Forums » Behavior


    • 245 posts
    November 16, 2017 6:13 PM EST

    This question was submitted during the webinar on Case Studies in Behavior: Aggression:

    Paroxetine - is it typcial to dose this every 12 hours?

  • November 18, 2017 1:35 PM EST

    That depends on the clinician.  I prefer to use paroxetine every 12 hours to maintain as steady a dose as possible to the patient.  The pharmacokinetics of the SSRIs can vary widely from patient to patient.  Paroxetine has a shorter half life than some of the other SSRIs.  Dosing twice daily helps account for these issues.  I hope that helps!  Dr C

    • 3 posts
    November 29, 2017 12:42 AM EST

    We currently have two cats - each weighing more than 6 kg. - that have been on a single daily dose of 5 mg. Paroxetine per cat for about a year, with unsatisfactory results. There is still a high level of intercat aggression that has actually increased over the past two months. Would you recomend increasing the dosage? going to a BID schedule and if so at what dosage? Thanks!

  • December 1, 2017 4:30 PM EST

    If paroxetine is not helping intercat aggression within 4-6 weeks at any dose, I'd be looking at the behavioral therapy plan, the separation plan for the cats, supplement/pheromone plans, and dosing/side effect profile of the paroxetine, as well as any underlying possible medical problems or environmental triggers that are preventing improvements.  

    So the short version of that is- it depends.  It depends on what is happening with all of these parameters.  Medication alone for severe intercat aggression is not likely to be a panacea no matter the dose.  

    I hope that helps!  

    • 3 posts
    December 2, 2017 5:35 AM EST

    Thank you E'Lise,

    The two are part of a multicat household (8 adult to geriatric cats) . Environmental enhancements, behavioral program and manipulations, and Feliway are in place. The Pheromone therapy was instated a few days ago with limited improvement. There is no realistic way to do separation and reintroduction, without further increasing stress and wellbeing in the complex multi-cat home equilibrium... Being that the current dosage of Paroxetine seems to me on the low end (maybe insufficient) recomendation scale and given these two cats are quite corpulent :) I thought they may be underdosed. Reading your uptake on BID dosing I further thought they may benefit from a BID schedule. I will consult with the DMV treating them of course, but since he's not very profficient in behavioral therapies I wanted to present him with your oppinion.

    Thanks again,

    Marta Esterkin

    Feline behavior and environment consultant



  • December 2, 2017 12:10 PM EST

    Hi Marta,

    Great to hear back from you!  

    It's really difficult when the cats exposures to each other can't be controlled.  It allows so many negative interactions that it can be hard for other work to be successful.  We often do complete separation and reintroduction, but it can be so helpful to do partial separation to give everyone a break.  

    Regarding the dosing of the paroxetine.  In cats, I often use paroxetine once daily.  In dogs, I split the dose.  Cats metabolize medications incredibly differently from people and dogs, so they often get their own special dosing schedule.  

    In this type of case, if all other things were being addressed appropriately, then I might consider changing medications.  However, I would need a lot more information.  And, of course, I can't comment on these specific cats.  Info I would be looking for would include any improvements in frequency, duration, intensity, distractibility, resiliency, etc of each cats total suite of behaviors (not just the ICA).  Once I know about side effects and any improvement parameters, I would be able to move forward.

    In general, 1 mg/kg of paroxetine per day is actually a pretty good dose for a cat.  So other options may need to be explored.  They may also need combination therapy.  

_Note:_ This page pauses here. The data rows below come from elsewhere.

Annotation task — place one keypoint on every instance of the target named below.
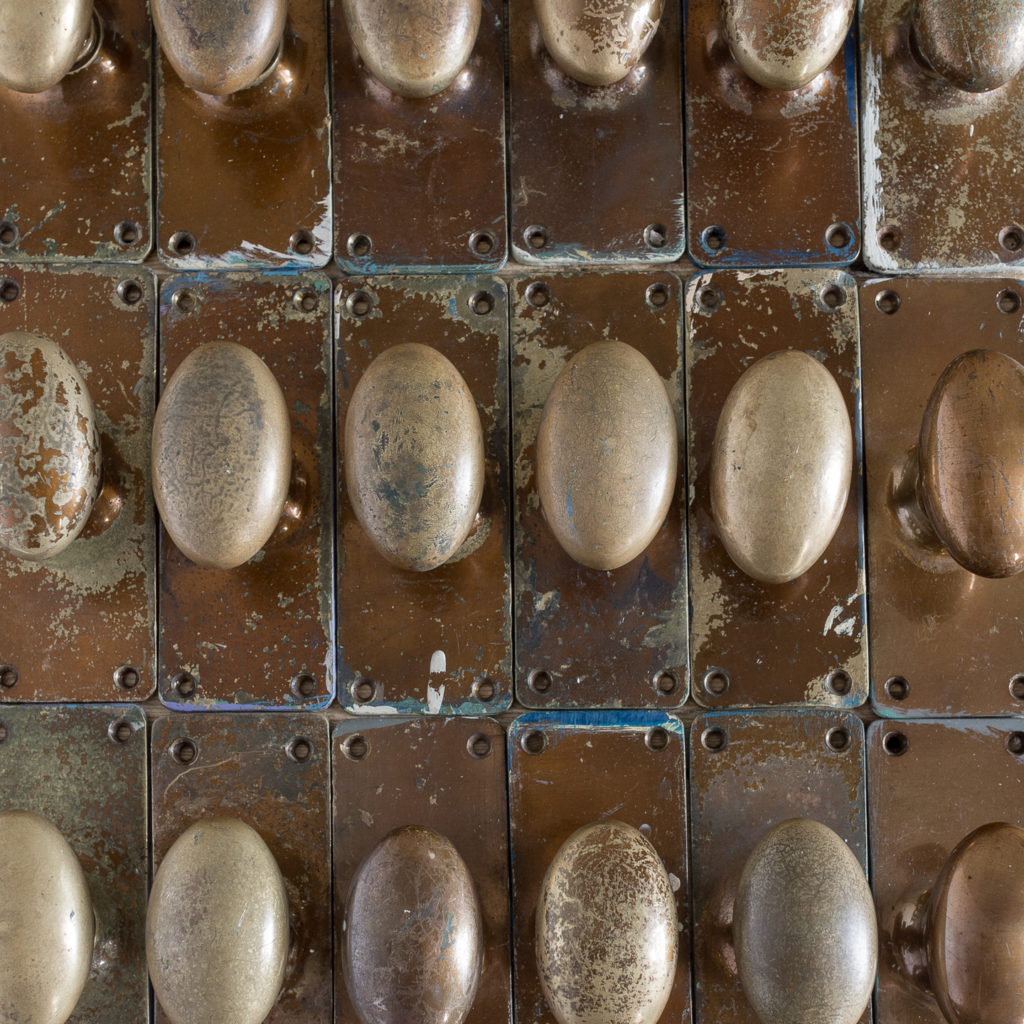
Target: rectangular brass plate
(596, 173)
(630, 766)
(419, 184)
(948, 641)
(259, 635)
(77, 167)
(952, 777)
(586, 638)
(248, 176)
(445, 774)
(84, 770)
(437, 641)
(749, 771)
(69, 626)
(771, 175)
(942, 175)
(801, 642)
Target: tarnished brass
(414, 937)
(606, 455)
(607, 936)
(414, 456)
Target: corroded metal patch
(80, 626)
(259, 635)
(588, 638)
(437, 641)
(448, 775)
(756, 643)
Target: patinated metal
(765, 643)
(419, 184)
(933, 626)
(624, 772)
(271, 773)
(403, 788)
(437, 641)
(749, 772)
(585, 637)
(622, 142)
(258, 635)
(80, 626)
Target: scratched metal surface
(771, 766)
(69, 624)
(953, 640)
(425, 771)
(777, 643)
(630, 766)
(84, 769)
(259, 635)
(772, 170)
(569, 142)
(942, 175)
(248, 176)
(422, 179)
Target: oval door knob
(414, 936)
(597, 43)
(218, 47)
(47, 926)
(414, 457)
(221, 455)
(804, 928)
(976, 45)
(216, 928)
(415, 47)
(607, 933)
(50, 461)
(780, 466)
(606, 455)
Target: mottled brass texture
(419, 184)
(258, 635)
(437, 641)
(441, 776)
(749, 772)
(570, 770)
(596, 172)
(80, 626)
(753, 642)
(270, 772)
(589, 638)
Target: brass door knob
(414, 457)
(606, 455)
(415, 47)
(780, 466)
(221, 455)
(976, 45)
(785, 45)
(47, 926)
(413, 933)
(218, 47)
(607, 933)
(597, 44)
(216, 929)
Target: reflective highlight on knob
(221, 455)
(606, 455)
(415, 47)
(597, 42)
(47, 926)
(607, 935)
(414, 937)
(216, 931)
(780, 466)
(50, 462)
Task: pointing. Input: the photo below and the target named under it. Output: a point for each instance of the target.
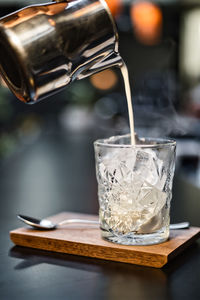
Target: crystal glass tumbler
(134, 189)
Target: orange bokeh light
(104, 80)
(146, 18)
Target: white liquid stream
(125, 76)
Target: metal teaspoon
(48, 225)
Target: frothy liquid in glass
(124, 72)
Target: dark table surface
(55, 173)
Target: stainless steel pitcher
(45, 47)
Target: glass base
(137, 239)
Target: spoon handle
(182, 225)
(71, 221)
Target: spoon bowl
(45, 224)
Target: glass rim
(159, 142)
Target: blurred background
(46, 149)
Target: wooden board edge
(185, 245)
(82, 249)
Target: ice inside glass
(134, 189)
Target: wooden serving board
(85, 240)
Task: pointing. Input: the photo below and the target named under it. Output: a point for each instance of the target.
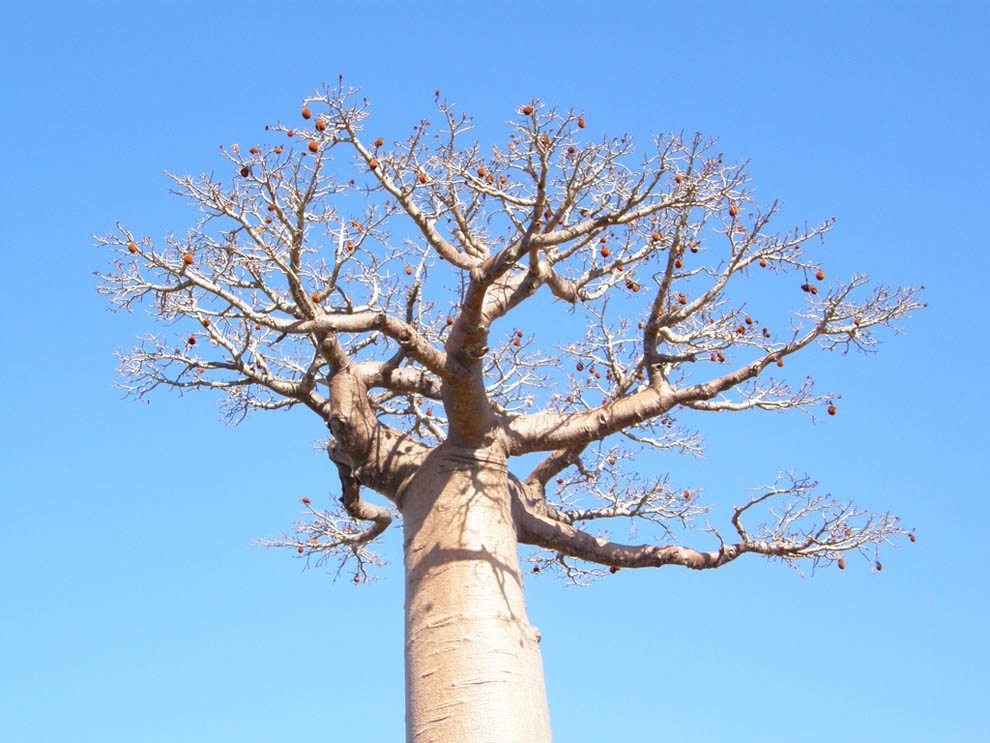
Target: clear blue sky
(131, 605)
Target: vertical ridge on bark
(473, 665)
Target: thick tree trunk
(473, 666)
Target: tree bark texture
(473, 666)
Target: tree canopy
(393, 285)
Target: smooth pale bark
(473, 666)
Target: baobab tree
(392, 287)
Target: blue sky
(133, 607)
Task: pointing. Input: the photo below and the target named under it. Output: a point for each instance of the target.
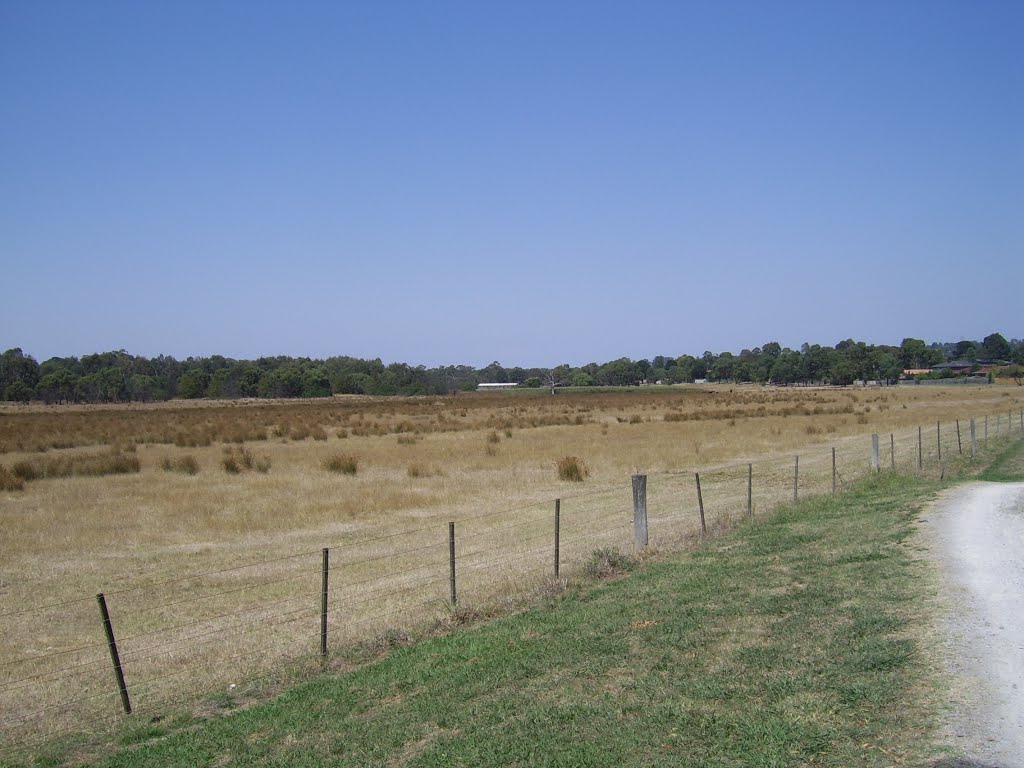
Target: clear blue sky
(528, 181)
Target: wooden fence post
(796, 478)
(704, 524)
(112, 644)
(558, 525)
(750, 491)
(324, 577)
(452, 563)
(640, 511)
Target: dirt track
(979, 543)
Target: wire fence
(203, 638)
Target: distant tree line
(120, 377)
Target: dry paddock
(214, 579)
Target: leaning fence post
(796, 478)
(452, 562)
(640, 511)
(704, 524)
(921, 453)
(324, 577)
(558, 525)
(115, 656)
(750, 491)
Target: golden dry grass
(213, 577)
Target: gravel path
(979, 543)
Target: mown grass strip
(788, 642)
(1008, 465)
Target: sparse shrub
(606, 562)
(9, 480)
(186, 465)
(237, 460)
(571, 469)
(346, 464)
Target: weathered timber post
(112, 644)
(558, 525)
(704, 523)
(454, 595)
(640, 511)
(796, 478)
(325, 568)
(750, 491)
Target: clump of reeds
(185, 465)
(239, 459)
(571, 469)
(607, 562)
(9, 481)
(92, 465)
(345, 464)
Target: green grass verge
(787, 642)
(1008, 465)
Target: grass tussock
(607, 562)
(346, 464)
(237, 459)
(9, 480)
(186, 465)
(81, 465)
(571, 469)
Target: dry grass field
(207, 534)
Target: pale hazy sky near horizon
(534, 182)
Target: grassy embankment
(796, 640)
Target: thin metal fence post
(750, 491)
(640, 511)
(112, 644)
(558, 525)
(452, 563)
(704, 524)
(325, 568)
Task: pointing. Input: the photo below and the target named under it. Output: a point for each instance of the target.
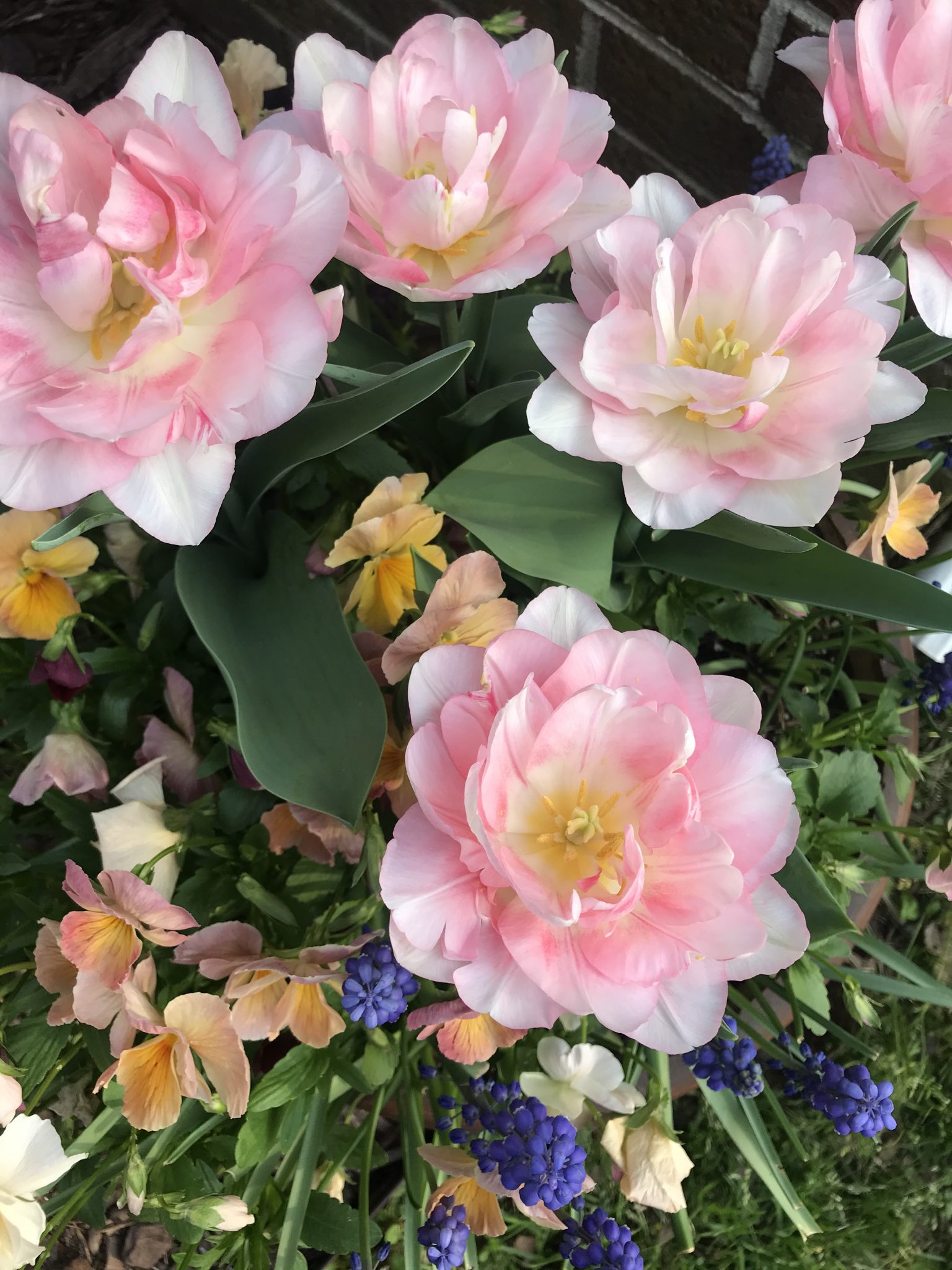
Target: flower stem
(450, 331)
(364, 1189)
(301, 1184)
(662, 1067)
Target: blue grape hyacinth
(848, 1096)
(728, 1065)
(444, 1233)
(598, 1240)
(376, 988)
(771, 164)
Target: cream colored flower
(653, 1166)
(249, 70)
(908, 505)
(575, 1073)
(390, 521)
(31, 1161)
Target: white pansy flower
(576, 1072)
(31, 1160)
(135, 832)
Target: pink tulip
(886, 83)
(156, 305)
(66, 761)
(597, 830)
(726, 357)
(469, 166)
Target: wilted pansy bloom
(726, 357)
(33, 595)
(156, 305)
(159, 1072)
(907, 506)
(104, 935)
(469, 166)
(597, 830)
(387, 525)
(886, 83)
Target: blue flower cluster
(771, 164)
(936, 685)
(376, 988)
(535, 1152)
(729, 1065)
(848, 1096)
(599, 1241)
(444, 1233)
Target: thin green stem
(450, 332)
(681, 1222)
(792, 666)
(301, 1185)
(364, 1188)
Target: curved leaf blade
(310, 718)
(327, 426)
(542, 512)
(826, 577)
(93, 511)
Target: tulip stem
(662, 1067)
(450, 331)
(301, 1184)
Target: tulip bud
(216, 1213)
(136, 1181)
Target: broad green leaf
(824, 916)
(764, 538)
(915, 347)
(889, 234)
(93, 511)
(334, 1227)
(736, 1117)
(325, 426)
(487, 406)
(542, 512)
(848, 784)
(294, 1075)
(826, 577)
(932, 419)
(310, 718)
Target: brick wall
(695, 84)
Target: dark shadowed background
(695, 84)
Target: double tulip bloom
(597, 830)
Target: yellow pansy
(33, 596)
(390, 521)
(907, 506)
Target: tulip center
(127, 305)
(588, 848)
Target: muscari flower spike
(848, 1096)
(598, 1240)
(728, 1065)
(535, 1152)
(377, 988)
(444, 1233)
(771, 164)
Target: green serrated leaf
(294, 1075)
(848, 784)
(93, 511)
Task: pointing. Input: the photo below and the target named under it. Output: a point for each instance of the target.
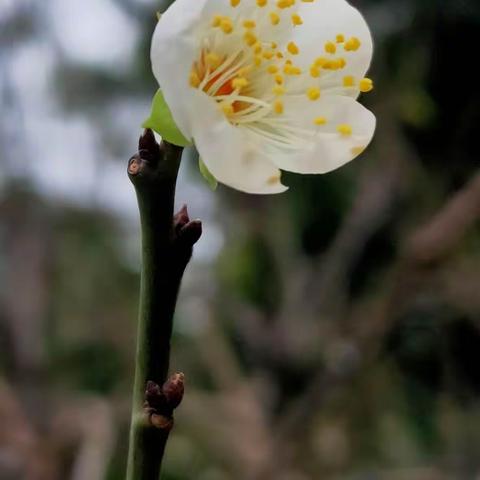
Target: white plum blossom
(262, 86)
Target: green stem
(167, 243)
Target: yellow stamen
(292, 48)
(366, 85)
(239, 83)
(278, 107)
(313, 93)
(213, 60)
(226, 25)
(320, 62)
(296, 19)
(358, 150)
(314, 71)
(278, 90)
(227, 108)
(331, 48)
(249, 24)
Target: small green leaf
(211, 180)
(162, 122)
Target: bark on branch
(167, 245)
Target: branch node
(160, 402)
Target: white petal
(227, 152)
(323, 21)
(174, 49)
(329, 149)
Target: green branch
(167, 244)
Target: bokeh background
(329, 333)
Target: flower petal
(173, 51)
(323, 21)
(227, 152)
(328, 148)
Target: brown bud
(161, 422)
(173, 390)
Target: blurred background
(329, 333)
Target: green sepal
(211, 180)
(162, 122)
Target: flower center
(251, 77)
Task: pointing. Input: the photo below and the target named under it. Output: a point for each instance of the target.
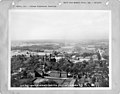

    And then, of course, there is the "square peg, round hole" issue.  If one has two cats who are extremely distressed by each other, is it ethical to continue to encourage/attempt co-habitation in a species that would normally disperse if given the opportunity in this situation?  

    Cats with ICA can be difficult to rehome and obviously it's heart-breaking for the families, but sometimes it is absolutely the most ethical, humane choice.  

    And, of course, this is assuming all medical rule outs have been truly and completely assessed.  

    These are complicated cases that really require a lot of team work between very skilled people.  The clients are lucky to have both you and the veterinarian on their side. 

    If you are in Israell, what about calling Noa and seeing if she can support the vet through telemedicine?  Dr. Noa Harel.  

    Good luck!  

    • 3 posts
    December 3, 2017 2:23 AM EST

    Thanks again E'Lise!

    I forwarded your reply to the vet. We'll be implementing your suggestions ASAP.